For those living and working in the Mainland, building a broad social network and connections with others will bring them great benefits both in their work and daily lives. One may easily make friends from various backgrounds and collect useful business information by joining functions held by the trade and industrial associations, or professional organizations.

Emergency and Accidents

If Hong Kong residents meet with accidents or emergencies in the Mainland, they or their relatives should immediately seek assistance from the local Public Security Bureau or relevant authorities:

Dial 110 for assistance from the police
Dial 120 for medical assistance:120
Dial 119 for fire services:119
Dial 122 for reporting of traffic accidents:122

For further assistance, please contact the Assistance to Hong Kong Residents Unit of the Immigration Department of the HKSAR Government:

Assistance to Hong Kong Residents 24-Hour Hotline: (852) 1868
Fax: (852) 2519 3536
Address: 9/F, Immigration Tower, 7 Gloucester Road, Wan Chai, Hong Kong

Facilitation Measures for Hong Kong People

Since August 2017, the relevant Central Government departments have introduced a series of concrete measures to facilitate Hong Kong people studying, working and living in the Mainland. Apart from employment, the measures also cover the areas of education and daily life matters.

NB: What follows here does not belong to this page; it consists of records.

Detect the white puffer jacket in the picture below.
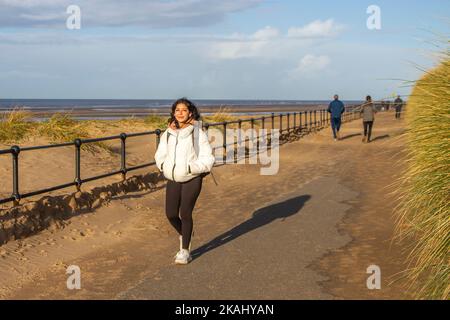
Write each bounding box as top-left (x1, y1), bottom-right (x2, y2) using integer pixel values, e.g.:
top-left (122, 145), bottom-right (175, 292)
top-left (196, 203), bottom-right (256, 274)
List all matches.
top-left (155, 122), bottom-right (215, 182)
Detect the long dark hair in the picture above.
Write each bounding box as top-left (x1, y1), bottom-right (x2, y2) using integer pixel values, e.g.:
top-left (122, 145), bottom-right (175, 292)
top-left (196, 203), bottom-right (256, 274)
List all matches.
top-left (169, 97), bottom-right (200, 128)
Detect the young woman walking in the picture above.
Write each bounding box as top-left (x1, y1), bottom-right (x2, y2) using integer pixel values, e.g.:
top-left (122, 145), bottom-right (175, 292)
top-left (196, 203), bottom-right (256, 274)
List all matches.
top-left (360, 96), bottom-right (377, 142)
top-left (155, 98), bottom-right (215, 264)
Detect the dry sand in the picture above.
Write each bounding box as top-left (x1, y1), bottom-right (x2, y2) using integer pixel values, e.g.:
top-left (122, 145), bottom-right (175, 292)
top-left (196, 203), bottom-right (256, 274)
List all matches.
top-left (0, 112), bottom-right (409, 299)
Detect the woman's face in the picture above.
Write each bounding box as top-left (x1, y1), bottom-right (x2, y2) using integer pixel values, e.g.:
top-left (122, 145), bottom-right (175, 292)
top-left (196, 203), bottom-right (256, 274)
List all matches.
top-left (175, 103), bottom-right (192, 122)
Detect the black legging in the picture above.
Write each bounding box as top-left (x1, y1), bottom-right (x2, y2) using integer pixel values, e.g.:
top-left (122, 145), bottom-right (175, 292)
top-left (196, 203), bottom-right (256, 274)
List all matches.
top-left (363, 121), bottom-right (373, 141)
top-left (166, 176), bottom-right (203, 249)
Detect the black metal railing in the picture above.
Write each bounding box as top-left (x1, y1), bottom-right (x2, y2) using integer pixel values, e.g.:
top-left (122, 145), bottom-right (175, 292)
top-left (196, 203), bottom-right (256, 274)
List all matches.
top-left (0, 107), bottom-right (366, 205)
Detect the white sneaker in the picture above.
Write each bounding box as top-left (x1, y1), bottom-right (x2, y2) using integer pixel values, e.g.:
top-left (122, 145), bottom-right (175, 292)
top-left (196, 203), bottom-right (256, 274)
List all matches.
top-left (175, 249), bottom-right (192, 264)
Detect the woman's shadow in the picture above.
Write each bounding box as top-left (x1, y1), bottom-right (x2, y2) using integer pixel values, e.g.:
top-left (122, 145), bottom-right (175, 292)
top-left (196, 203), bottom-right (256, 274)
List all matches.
top-left (191, 195), bottom-right (311, 259)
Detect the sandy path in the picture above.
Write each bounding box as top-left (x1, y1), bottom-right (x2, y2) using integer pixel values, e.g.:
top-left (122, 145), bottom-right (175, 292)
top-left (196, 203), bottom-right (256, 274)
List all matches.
top-left (0, 114), bottom-right (407, 299)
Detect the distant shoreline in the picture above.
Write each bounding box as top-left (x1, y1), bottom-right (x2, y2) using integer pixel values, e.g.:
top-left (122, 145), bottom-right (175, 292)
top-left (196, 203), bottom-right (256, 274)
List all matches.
top-left (0, 100), bottom-right (366, 121)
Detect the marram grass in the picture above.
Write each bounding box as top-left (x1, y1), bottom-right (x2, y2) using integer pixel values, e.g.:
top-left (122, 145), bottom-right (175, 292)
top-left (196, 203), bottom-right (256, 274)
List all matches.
top-left (397, 50), bottom-right (450, 300)
top-left (0, 108), bottom-right (34, 143)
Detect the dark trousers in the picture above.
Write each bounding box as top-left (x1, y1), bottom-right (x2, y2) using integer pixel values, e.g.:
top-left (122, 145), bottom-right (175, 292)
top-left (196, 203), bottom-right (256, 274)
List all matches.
top-left (331, 118), bottom-right (341, 139)
top-left (166, 176), bottom-right (203, 249)
top-left (363, 121), bottom-right (373, 141)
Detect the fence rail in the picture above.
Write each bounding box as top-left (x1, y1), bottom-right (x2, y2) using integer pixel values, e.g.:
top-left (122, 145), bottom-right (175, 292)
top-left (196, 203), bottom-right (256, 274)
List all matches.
top-left (0, 106), bottom-right (384, 205)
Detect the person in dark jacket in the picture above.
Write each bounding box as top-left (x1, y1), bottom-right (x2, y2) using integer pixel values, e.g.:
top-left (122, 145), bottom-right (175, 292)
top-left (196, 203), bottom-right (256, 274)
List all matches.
top-left (328, 94), bottom-right (345, 141)
top-left (360, 96), bottom-right (377, 142)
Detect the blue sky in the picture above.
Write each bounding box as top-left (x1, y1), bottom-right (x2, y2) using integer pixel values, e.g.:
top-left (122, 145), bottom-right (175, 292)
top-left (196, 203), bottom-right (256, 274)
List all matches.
top-left (0, 0), bottom-right (450, 100)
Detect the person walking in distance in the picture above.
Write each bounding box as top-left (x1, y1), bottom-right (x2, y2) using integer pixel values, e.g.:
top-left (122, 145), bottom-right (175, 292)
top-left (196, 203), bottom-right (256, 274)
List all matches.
top-left (155, 98), bottom-right (215, 264)
top-left (328, 94), bottom-right (345, 141)
top-left (394, 96), bottom-right (403, 119)
top-left (360, 96), bottom-right (377, 142)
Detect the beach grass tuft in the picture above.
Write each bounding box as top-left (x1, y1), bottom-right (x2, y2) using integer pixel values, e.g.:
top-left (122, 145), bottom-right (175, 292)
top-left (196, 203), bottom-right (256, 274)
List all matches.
top-left (396, 45), bottom-right (450, 300)
top-left (0, 107), bottom-right (36, 143)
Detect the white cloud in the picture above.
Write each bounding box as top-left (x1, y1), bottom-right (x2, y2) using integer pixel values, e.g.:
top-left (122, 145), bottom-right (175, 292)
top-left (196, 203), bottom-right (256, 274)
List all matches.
top-left (209, 26), bottom-right (280, 59)
top-left (208, 19), bottom-right (344, 60)
top-left (290, 54), bottom-right (331, 77)
top-left (0, 0), bottom-right (262, 28)
top-left (288, 19), bottom-right (344, 38)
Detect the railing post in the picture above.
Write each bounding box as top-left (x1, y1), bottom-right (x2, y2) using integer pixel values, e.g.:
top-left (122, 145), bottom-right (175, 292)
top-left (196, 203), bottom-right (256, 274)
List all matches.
top-left (258, 116), bottom-right (267, 154)
top-left (120, 132), bottom-right (127, 180)
top-left (298, 111), bottom-right (302, 133)
top-left (309, 110), bottom-right (312, 131)
top-left (250, 118), bottom-right (259, 154)
top-left (11, 146), bottom-right (20, 206)
top-left (314, 110), bottom-right (317, 130)
top-left (155, 129), bottom-right (161, 148)
top-left (287, 112), bottom-right (291, 134)
top-left (280, 113), bottom-right (283, 135)
top-left (234, 119), bottom-right (241, 163)
top-left (268, 112), bottom-right (275, 148)
top-left (222, 122), bottom-right (227, 164)
top-left (294, 112), bottom-right (297, 132)
top-left (74, 139), bottom-right (82, 192)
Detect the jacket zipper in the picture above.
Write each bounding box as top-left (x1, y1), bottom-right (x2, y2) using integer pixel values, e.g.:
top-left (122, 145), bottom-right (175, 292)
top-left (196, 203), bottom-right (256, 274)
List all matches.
top-left (172, 135), bottom-right (178, 181)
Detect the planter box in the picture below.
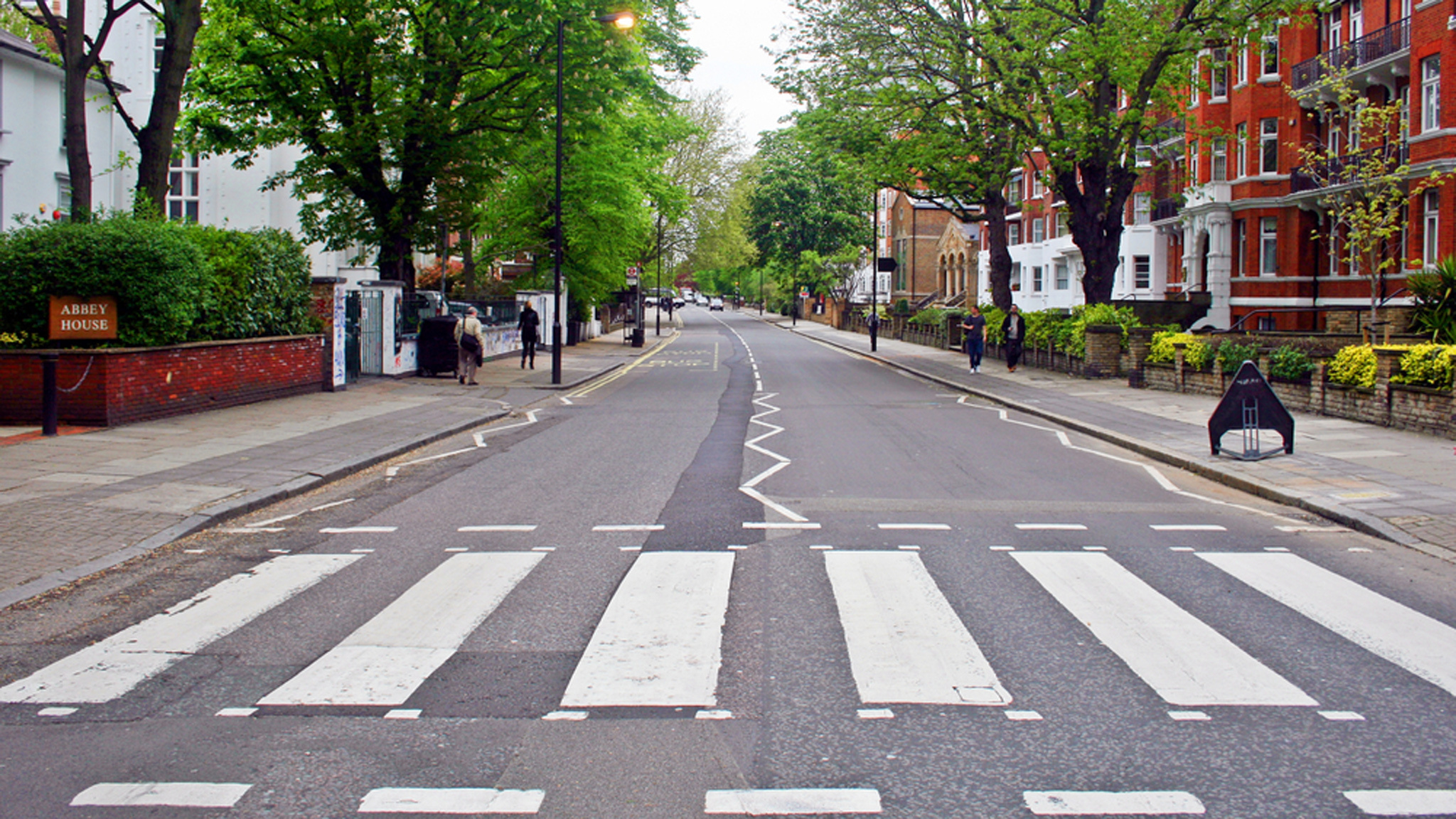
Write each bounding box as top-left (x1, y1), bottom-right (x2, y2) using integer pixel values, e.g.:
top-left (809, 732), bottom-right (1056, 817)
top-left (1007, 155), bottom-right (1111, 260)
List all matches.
top-left (0, 335), bottom-right (323, 427)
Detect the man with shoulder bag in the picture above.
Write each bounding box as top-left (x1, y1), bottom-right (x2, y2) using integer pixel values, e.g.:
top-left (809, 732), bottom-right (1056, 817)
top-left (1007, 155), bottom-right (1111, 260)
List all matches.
top-left (456, 308), bottom-right (485, 386)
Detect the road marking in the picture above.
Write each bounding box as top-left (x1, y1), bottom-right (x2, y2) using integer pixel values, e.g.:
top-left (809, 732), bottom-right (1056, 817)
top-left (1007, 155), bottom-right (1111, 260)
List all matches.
top-left (71, 783), bottom-right (253, 808)
top-left (1022, 790), bottom-right (1204, 816)
top-left (591, 523), bottom-right (664, 532)
top-left (1010, 552), bottom-right (1317, 705)
top-left (1017, 523), bottom-right (1088, 532)
top-left (560, 552), bottom-right (735, 708)
top-left (1199, 552), bottom-right (1456, 694)
top-left (319, 526), bottom-right (399, 535)
top-left (0, 555), bottom-right (360, 702)
top-left (1345, 790), bottom-right (1456, 816)
top-left (358, 788), bottom-right (546, 813)
top-left (742, 520), bottom-right (820, 529)
top-left (703, 788), bottom-right (879, 816)
top-left (257, 552), bottom-right (546, 705)
top-left (456, 523), bottom-right (536, 532)
top-left (1147, 523), bottom-right (1227, 532)
top-left (824, 551), bottom-right (1010, 705)
top-left (878, 523), bottom-right (951, 532)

On education, it is specified in clear terms that to protect the rights and interests of Hong Kong and Macao students, Mainland higher education institutions and relevant authorities must accord equal treatment for Hong Kong and Macao students in admission, nurture, management and supporting services. Furthermore, to facilitate their job search and employment, Mainland authorities also require higher education institutions to issue Employment Agreements and Employment Registration Certificates to students from Hong Kong and Macao upon their graduation. For scholarships open to Hong Kong and Macao students as well as overseas Chinese students studying at Mainland higher education institutions, both the quota and amount have been increased.

As regards daily life matters, Hong Kong residents living in the Mainland who meet the relevant criteria can apply for residence permits. A residence permit holder is entitled to enjoy, in accordance with the law, three categories of rights, six basic public services and nine facilitation measures in the place where he or she is residing. This covers areas relating to daily living including employment, education, medical care, travel, financial services and so on. Besides, the China Railway Corporation has installed automatic ticket vending and issuing machines to read and verify Home Visit Re-entry Permits at train stations of various provinces and cities with relatively large demand for ticketing services from Hong Kong people. These ticketing machines can reduce the amount of time otherwise spent on queuing and ticket processing over the counter.